The descriptions of grape leaf tea I have seen don't mention a specific age to pick the leaves at - so leaves of most any age are likely to be fine, it probably isn't necessary to only pick those of a certain age, say, the newest leaves or anything. Grape leaves are also edible (stuffed grape leaves, or pickled ones) so you may not need to worry about toxicity, either. However, some sites do mention medicinal value, which means you should be careful about dosages until you're sure about the effects drinking the tea will have on you.

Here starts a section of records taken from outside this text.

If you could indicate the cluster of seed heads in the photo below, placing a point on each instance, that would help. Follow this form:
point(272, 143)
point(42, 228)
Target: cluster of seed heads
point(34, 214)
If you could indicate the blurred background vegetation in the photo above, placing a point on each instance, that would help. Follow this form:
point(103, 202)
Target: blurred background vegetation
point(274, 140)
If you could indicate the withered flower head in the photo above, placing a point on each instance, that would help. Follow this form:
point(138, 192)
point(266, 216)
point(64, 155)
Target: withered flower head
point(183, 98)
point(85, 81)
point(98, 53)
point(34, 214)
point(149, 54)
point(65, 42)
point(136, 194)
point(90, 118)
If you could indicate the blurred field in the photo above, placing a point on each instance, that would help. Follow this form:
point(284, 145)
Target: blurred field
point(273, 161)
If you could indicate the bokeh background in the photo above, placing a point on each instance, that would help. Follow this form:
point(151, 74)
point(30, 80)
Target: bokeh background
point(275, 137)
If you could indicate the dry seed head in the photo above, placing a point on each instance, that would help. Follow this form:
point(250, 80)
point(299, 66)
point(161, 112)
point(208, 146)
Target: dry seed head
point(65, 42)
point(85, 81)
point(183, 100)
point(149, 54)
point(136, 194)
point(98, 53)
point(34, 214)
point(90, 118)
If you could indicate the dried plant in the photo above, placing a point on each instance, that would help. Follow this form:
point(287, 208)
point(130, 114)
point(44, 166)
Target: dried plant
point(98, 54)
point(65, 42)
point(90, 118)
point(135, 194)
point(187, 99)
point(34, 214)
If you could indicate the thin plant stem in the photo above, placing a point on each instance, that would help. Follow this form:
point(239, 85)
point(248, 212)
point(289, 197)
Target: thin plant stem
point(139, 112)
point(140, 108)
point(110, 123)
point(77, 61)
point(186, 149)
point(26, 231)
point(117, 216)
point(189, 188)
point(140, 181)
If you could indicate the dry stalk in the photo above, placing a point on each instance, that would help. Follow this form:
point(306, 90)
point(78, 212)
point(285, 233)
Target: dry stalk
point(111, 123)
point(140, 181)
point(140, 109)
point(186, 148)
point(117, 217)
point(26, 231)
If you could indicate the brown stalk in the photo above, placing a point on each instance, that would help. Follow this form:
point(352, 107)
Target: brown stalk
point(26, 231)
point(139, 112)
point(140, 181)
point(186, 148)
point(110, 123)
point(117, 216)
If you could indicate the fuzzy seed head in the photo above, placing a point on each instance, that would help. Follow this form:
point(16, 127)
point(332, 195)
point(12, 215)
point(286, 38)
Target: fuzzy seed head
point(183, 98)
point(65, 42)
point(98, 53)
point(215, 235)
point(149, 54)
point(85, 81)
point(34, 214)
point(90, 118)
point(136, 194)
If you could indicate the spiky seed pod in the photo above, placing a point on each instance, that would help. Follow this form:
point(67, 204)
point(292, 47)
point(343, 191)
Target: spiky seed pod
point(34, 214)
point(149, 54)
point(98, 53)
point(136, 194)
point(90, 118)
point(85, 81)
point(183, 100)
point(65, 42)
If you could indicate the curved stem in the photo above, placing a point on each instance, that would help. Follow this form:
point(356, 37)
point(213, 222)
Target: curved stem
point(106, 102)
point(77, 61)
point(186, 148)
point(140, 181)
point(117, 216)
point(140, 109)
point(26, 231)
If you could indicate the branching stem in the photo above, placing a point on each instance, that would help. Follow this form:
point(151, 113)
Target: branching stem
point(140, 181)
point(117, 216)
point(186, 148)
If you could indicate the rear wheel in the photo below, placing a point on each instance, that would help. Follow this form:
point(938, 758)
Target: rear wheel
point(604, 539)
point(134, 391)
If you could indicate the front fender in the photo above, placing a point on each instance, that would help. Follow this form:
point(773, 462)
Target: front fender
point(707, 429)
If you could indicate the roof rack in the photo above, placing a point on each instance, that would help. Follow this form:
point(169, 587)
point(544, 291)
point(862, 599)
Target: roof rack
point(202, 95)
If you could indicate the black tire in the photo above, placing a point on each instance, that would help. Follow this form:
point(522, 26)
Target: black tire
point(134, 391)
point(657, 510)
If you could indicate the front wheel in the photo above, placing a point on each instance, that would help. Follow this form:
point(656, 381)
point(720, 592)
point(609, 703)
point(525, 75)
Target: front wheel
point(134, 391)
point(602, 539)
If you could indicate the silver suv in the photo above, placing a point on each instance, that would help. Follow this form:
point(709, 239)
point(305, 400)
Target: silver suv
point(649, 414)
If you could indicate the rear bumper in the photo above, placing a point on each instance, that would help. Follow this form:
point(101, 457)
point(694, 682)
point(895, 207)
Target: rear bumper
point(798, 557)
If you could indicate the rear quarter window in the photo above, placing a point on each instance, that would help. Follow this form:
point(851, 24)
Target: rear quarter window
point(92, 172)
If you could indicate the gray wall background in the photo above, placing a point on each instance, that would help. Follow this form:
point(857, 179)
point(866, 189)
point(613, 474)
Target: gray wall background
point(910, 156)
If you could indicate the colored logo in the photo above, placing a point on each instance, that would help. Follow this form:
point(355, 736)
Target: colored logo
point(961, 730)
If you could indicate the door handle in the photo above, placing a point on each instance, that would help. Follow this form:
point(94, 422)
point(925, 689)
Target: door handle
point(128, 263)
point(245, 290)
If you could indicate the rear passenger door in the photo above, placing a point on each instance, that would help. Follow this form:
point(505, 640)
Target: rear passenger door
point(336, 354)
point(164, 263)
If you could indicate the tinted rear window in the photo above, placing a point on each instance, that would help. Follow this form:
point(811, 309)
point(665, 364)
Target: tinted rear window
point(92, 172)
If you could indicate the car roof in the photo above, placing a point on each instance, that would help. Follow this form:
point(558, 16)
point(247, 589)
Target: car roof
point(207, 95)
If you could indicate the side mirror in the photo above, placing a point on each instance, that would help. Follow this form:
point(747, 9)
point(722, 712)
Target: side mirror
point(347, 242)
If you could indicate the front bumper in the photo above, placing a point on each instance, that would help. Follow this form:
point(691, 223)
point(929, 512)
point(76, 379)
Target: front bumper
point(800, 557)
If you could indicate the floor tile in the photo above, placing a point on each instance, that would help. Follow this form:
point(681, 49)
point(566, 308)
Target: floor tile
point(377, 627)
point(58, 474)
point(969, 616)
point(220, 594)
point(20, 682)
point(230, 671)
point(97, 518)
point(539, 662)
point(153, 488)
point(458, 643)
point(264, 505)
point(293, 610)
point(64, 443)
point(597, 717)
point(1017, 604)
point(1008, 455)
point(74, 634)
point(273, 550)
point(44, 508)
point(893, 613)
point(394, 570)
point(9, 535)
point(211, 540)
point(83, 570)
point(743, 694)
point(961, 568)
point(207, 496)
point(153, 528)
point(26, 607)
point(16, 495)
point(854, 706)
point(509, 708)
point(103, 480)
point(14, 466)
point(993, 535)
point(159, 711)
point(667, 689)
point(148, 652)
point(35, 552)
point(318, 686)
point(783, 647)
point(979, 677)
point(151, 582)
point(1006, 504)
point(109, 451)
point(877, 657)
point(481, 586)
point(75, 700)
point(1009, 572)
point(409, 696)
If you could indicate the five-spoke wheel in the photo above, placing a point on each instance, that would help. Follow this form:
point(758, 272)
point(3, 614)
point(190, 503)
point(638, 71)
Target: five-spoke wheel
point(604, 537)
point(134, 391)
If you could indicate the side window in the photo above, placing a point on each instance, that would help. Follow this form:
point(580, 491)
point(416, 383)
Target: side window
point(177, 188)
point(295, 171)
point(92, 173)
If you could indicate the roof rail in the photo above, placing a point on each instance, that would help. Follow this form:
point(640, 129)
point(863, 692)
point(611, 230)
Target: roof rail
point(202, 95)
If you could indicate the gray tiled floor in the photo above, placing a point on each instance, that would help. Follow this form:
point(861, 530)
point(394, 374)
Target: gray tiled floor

In general, I would expect the tea to be made from mature, medium-sized leaves, since that's the type picked for cooking with (and so most likely to be on hand when someone goes, "what if we made it into tea?"). Older leaves may have less flavor, since that (along with texture) is one of the reasons they're not preferred for cooking with. New leaves might not have enough flavor to be apparent, or might take more effort to get enough of them to make a difference, or smaller size per leaf means an equivalent volume might have an adverse effect on the vines.
Grape leaves are usually harvested late spring to early summer, though if you look at sites dedicated to the harvesting of grape leaves for other culinary purposes, you may find more specific information including harvesting dates or locations for your particular area. The type of grape vine (green, red, wild) may also make a difference to your tea and its effects, though all of them should be nontoxic.